A list of British museums would certainly be remiss to not include mention of the world famous British Museum. The British Museum was founded in 1753 and focuses in exhibitions centered around the evolution of human history and culture across the globe. It is free to enter, though special exhibitions will often require that you pay a fee, and all visits to the museum must be planned in advance due to its popularity. It is located in the Bloomsbury area of London. Notable artifacts include the Rosetta Stone, the Tree of Life, and Henry VIII’s combat & tournament armour.
The Natural History Museum is a vast, prestigious museum that exhibits a wide collection of objects, artifacts and fossils from across history and even pre-history. Construction of the museum began in 1873 and ended in 1881. It doubles as a science research centre, with discoveries and research focused around animal and biological history. It is free to enter, though special exhibitions will often require that you pay a fee, and all visits to the museum must be planned in advance. It is located in South Kensington, London.

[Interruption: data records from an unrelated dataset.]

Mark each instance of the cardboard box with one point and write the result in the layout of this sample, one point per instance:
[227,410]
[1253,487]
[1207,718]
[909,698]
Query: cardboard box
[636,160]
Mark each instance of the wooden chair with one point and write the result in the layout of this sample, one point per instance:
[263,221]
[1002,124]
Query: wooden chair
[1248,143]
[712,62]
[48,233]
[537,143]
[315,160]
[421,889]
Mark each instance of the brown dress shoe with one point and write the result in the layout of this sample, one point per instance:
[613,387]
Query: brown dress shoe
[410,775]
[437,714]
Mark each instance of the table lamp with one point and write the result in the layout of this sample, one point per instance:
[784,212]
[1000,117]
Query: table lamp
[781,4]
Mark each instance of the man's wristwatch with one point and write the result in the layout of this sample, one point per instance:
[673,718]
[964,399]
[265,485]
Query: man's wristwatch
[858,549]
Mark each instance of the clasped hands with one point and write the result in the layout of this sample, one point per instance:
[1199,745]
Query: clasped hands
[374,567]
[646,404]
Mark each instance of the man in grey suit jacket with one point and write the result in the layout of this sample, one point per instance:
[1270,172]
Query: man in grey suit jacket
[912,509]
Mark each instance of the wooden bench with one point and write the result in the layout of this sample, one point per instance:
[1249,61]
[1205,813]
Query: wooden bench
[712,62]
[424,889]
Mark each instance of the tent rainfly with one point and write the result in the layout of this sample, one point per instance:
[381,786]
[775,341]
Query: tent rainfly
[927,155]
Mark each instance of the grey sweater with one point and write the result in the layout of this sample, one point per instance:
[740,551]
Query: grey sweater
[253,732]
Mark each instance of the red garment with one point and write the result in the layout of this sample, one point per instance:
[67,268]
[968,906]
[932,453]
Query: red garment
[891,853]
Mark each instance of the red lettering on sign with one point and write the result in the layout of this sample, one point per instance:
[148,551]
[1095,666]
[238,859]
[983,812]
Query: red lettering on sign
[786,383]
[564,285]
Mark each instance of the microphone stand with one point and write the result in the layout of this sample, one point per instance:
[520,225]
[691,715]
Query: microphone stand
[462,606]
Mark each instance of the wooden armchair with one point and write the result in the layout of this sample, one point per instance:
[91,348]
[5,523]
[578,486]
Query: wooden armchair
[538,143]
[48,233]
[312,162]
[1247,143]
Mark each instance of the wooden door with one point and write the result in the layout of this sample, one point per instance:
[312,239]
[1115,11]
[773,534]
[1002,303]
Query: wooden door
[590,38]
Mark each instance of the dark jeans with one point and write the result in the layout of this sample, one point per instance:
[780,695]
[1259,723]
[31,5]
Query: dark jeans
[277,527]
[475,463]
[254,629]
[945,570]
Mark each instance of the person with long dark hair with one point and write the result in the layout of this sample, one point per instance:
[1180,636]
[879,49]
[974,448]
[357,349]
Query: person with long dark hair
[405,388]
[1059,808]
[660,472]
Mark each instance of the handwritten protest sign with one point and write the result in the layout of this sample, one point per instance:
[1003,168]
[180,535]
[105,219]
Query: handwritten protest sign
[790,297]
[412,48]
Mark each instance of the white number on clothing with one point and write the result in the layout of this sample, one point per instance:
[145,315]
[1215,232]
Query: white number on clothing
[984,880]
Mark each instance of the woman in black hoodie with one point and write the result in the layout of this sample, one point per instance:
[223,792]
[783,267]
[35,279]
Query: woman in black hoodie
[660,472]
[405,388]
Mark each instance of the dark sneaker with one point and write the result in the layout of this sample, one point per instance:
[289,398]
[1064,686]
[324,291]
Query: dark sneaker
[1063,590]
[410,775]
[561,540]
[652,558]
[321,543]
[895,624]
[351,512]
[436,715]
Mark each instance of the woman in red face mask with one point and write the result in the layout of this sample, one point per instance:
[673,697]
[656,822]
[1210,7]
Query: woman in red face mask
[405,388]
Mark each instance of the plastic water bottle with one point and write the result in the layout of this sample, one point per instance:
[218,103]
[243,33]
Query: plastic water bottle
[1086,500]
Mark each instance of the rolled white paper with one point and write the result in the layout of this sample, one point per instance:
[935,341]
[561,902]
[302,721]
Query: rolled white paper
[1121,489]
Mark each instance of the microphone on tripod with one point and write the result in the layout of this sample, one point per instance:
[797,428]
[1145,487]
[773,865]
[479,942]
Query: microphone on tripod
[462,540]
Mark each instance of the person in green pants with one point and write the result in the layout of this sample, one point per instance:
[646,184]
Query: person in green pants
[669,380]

The National Gallery is an art museum dedicated to exhibitions featuring European art from across the eras. Over 2,400 paintings are housed in the museum, dating from circa 1200-1900. It was built in 1824, and is located within Westminster, Central London. Entry is free, but requires a booking in advance. Furthermore, small donations are available and encouraged in order to help fund maintenance costs and keep the museum running. It was built in 1824, and is owned by the government of the United Kingdom.
The Ashmolean Museum is a museum dedicated to archaeology and art through the ages. It is owned by the University of Oxford. It houses many notable and significant artifacts, such as the Alfred Jewel, which was forged on the orders of King Alfred the Great. The function of the jewel is uncertain, but it is generally accepted that it was attached to a pointer which would then be used to follow words on a page. The museum is free to enter, and does not require booking in advance. It is widely recognised as being the first modern museum, and was named after its founder, Elias Ashmole. It is located on Beaumont Street in Oxford.
The Churchill War Rooms are a complex of secret underground headquarters where the British Prime Minister, Winston Churchill, lived and worked during the years of World War Two. Years after the war, they have now been converted into a series of museum exhibitions which showcase the centre of Britain’s war effort. The museum is not public, and requires a payment in order to enter with ticket prices ranging from £12-28. Construction of the war rooms began in 1938, and they became fully operational a week before Britain declared war on Germany.
The Victoria & Albert Museum is the world’s leading museum for art, design and performance, and recognised as the largest museum for applied arts in the world. It was founded in 1852 and originally known as the South Kensington Museum, but was later renamed to the Victoria & Albert Museum in commemoration of their contributions to the construction and development of the museum. It hosts a wide range of exhibitions every week, and is free to enter without a requirement for booking.